Bengaluru: India’s largest cab-hailing service Ola is persuading drivers to sign up with a lower upfront payment for cabs, zero commissions and new car models to expand its cab-leasing programme which has struggled one year into the launch, three people aware of the development said.
Ola (ANI Technologies Pvt. Ltd) launched a cab-leasing programme through its wholly owned subsidiary called Ola Fleet Technologies Pvt. Ltd in September last year. Ola had then said that it, along with financing partners and carmakers, will invest Rs5,000 crore towards this cab-leasing programme over the coming year.
But a slower-than-expected growth of the business has prompted Ola to make changes to its leasing business. Apart from lowering the upfront payment and forgoing commissions, Ola has also increased the lease tenure by six months to 48 months, to keep the drivers on its platform for a longer period, the three people cited above said, on condition of anonymity.
“The programme did not take off as expected. It is apparently easy to get a supply of cars, but not easy to get loyal drivers. We also offer weekly and monthly leases for drivers to experience Ola’s platform and many drivers tend to take that up to test waters. It is extremely difficult to lock them in for four years,” said one of the three people cited above, on the condition of anonymity.
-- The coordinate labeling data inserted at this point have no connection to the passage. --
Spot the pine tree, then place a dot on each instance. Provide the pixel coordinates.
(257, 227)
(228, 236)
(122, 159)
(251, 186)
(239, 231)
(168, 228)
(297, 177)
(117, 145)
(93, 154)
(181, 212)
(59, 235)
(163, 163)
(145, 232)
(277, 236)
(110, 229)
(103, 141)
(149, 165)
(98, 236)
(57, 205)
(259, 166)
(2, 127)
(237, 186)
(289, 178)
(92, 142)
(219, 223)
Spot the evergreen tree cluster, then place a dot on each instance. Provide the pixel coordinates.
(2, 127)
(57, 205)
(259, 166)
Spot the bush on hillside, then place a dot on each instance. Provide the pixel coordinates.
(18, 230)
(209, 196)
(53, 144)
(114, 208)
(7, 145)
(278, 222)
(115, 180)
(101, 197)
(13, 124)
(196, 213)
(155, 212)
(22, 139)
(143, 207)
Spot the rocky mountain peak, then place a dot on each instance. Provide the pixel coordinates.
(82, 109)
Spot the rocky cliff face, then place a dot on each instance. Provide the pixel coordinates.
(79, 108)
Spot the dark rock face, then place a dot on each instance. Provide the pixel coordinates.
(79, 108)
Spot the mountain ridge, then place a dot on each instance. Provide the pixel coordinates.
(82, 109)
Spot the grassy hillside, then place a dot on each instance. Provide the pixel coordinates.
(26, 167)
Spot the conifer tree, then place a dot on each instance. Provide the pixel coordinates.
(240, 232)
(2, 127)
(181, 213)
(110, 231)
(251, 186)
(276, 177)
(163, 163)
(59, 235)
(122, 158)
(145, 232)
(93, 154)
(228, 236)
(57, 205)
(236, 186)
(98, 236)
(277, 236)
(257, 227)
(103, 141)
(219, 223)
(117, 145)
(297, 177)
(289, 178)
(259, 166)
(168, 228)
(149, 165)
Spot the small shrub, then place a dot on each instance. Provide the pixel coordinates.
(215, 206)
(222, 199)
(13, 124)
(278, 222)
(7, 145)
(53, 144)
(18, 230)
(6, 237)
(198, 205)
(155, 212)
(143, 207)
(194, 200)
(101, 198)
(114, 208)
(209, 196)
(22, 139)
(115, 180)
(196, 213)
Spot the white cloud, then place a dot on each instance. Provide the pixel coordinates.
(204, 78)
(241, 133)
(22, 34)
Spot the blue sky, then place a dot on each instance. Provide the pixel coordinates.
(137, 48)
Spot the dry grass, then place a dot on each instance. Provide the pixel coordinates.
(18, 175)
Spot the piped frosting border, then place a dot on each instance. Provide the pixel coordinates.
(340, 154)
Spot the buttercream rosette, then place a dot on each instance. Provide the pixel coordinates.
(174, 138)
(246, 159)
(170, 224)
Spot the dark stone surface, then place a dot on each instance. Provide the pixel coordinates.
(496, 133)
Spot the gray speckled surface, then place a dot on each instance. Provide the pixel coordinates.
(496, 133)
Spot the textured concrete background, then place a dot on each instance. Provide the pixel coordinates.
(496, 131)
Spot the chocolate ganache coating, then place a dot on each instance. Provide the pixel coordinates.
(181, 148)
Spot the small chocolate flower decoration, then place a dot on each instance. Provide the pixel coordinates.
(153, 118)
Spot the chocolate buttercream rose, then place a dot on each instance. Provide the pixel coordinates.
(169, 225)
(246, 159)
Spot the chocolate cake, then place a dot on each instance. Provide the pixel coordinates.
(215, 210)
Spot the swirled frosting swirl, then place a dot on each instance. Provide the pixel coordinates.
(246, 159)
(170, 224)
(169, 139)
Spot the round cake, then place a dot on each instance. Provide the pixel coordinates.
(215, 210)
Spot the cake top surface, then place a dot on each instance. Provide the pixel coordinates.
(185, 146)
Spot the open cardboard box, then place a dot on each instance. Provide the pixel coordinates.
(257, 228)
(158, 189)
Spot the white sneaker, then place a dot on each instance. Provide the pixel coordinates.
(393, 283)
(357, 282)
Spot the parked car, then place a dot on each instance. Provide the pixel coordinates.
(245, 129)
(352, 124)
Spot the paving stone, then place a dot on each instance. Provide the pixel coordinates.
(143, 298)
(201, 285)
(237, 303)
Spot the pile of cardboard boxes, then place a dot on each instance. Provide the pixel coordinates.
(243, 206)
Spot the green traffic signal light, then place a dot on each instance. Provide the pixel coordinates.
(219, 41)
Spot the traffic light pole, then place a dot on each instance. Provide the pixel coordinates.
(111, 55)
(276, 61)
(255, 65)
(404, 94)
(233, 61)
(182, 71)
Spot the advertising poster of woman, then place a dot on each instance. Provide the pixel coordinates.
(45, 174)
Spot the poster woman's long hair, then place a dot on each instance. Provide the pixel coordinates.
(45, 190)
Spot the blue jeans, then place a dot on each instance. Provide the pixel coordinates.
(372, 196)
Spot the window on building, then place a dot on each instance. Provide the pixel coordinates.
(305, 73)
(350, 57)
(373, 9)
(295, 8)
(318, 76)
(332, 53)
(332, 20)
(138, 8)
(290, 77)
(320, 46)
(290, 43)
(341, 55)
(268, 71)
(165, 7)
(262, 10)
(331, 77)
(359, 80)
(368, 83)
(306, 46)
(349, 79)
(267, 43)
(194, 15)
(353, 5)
Ola did not respond to an email seeking comments.
It is important for Ola to grow the leasing programme quickly because supply of cabs has stagnated since late last year after a two-year surge when the lure of professional independence and high earnings brought cab drivers in hordes to Ola and rival Uber India.
Ola has bet that the leasing programme will help bring in thousands of new cars on its platform and gain an edge over Uber. The company had partnered with Maruti Suzuki India Ltd and Nissan Motor India at the launch. Earlier this month, Ola struck a deal with automaker Mahindra and Mahindra Ltd to finance vehicles for more than 40,000 of its drivers by 2018. The alliance is worth Rs2,600 crore.
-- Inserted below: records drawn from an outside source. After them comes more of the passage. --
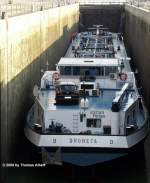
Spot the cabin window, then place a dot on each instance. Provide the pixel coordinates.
(128, 119)
(100, 71)
(109, 70)
(96, 123)
(87, 86)
(66, 70)
(76, 71)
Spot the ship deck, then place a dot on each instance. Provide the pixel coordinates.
(103, 101)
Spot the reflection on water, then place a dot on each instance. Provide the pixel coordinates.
(125, 170)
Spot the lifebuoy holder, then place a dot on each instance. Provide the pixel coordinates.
(123, 76)
(56, 76)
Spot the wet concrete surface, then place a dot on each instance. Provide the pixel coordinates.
(130, 169)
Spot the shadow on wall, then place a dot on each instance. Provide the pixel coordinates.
(137, 40)
(17, 98)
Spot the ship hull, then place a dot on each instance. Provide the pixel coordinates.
(88, 151)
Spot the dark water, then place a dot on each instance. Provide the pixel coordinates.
(130, 169)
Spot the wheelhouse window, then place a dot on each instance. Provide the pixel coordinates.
(100, 71)
(110, 69)
(76, 71)
(66, 70)
(96, 123)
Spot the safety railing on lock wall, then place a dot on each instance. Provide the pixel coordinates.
(145, 4)
(14, 8)
(98, 2)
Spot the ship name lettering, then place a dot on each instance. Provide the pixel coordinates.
(82, 141)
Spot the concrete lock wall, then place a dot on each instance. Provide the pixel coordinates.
(27, 43)
(137, 38)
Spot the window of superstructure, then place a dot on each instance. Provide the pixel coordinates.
(76, 71)
(100, 71)
(110, 69)
(66, 70)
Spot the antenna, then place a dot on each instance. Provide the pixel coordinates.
(47, 64)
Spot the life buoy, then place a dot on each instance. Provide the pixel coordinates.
(55, 76)
(123, 76)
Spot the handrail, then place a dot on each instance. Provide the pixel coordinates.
(23, 7)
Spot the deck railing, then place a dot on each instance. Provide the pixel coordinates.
(140, 3)
(11, 8)
(97, 2)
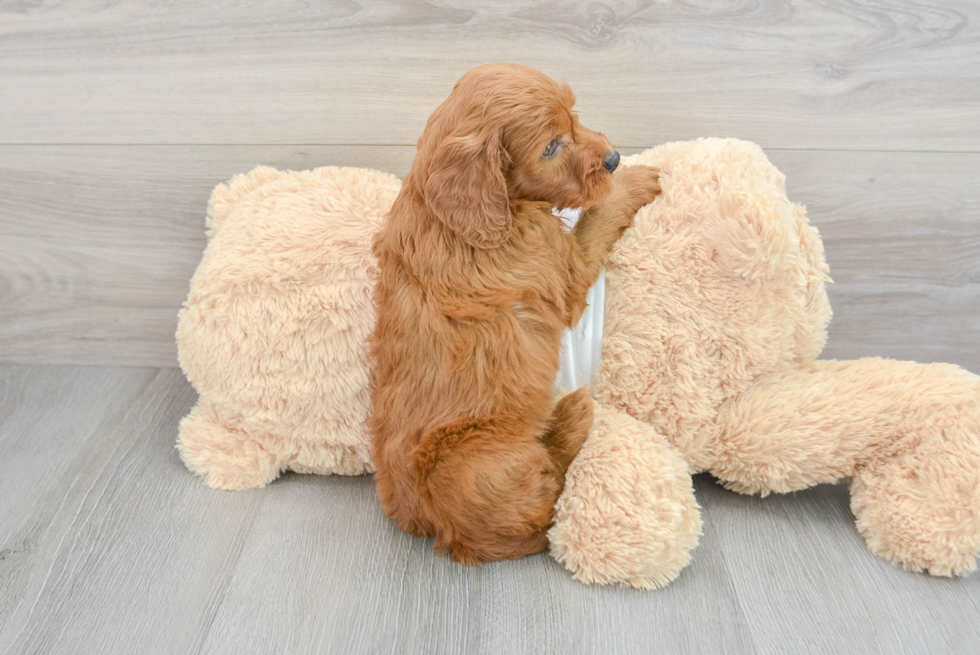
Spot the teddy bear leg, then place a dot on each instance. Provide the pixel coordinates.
(627, 514)
(224, 458)
(921, 508)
The leasing programme essentially addresses two major pain points for Ola—enables it to lock in a driver on its platform for at least four years and reduces the expense on driver incentives. The company does not pay additional incentives to drivers over and above the fare under this initiative, as is the case with drivers who come in with their own cars.
For instance, last month, Ola lowered the upfront payment for Maruti Ritz by about 30%, from Rs35,000 to Rs25,000. It has discontinued charging drivers a commission and pays them Rs14 per km, irrespective of the fare it charges consumers. For two of its most popular categories, Micro and Mini, Ola charges consumers Rs6 and Rs10 per km respectively. The company has, however, increased the daily repayment amount from Rs850 earlier to Rs950, the three people cited above said.
At the end of four years, drivers can pay an additional Rs62,000 to buy back the car from Ola.
Ola also plans to launch Maruti Suzuki Swift Dzire and Hyndai Accent under the leasing programme in the next two to three weeks, against an upfront payment of Rs 35,000 and a marginally higher daily repayment of Rs1,020 per day, these people said.
None of the three people cited disclosed the number of leased cars on Ola. Mint could not ascertain the number of such vehicles.
While Ola wants to get more cars on the road, rival Uber wants to stick to aggregation, albeit in a risky and radical format for India. Uber’s big bet over the long term is to introduce peer-to-peer cab hailing in India.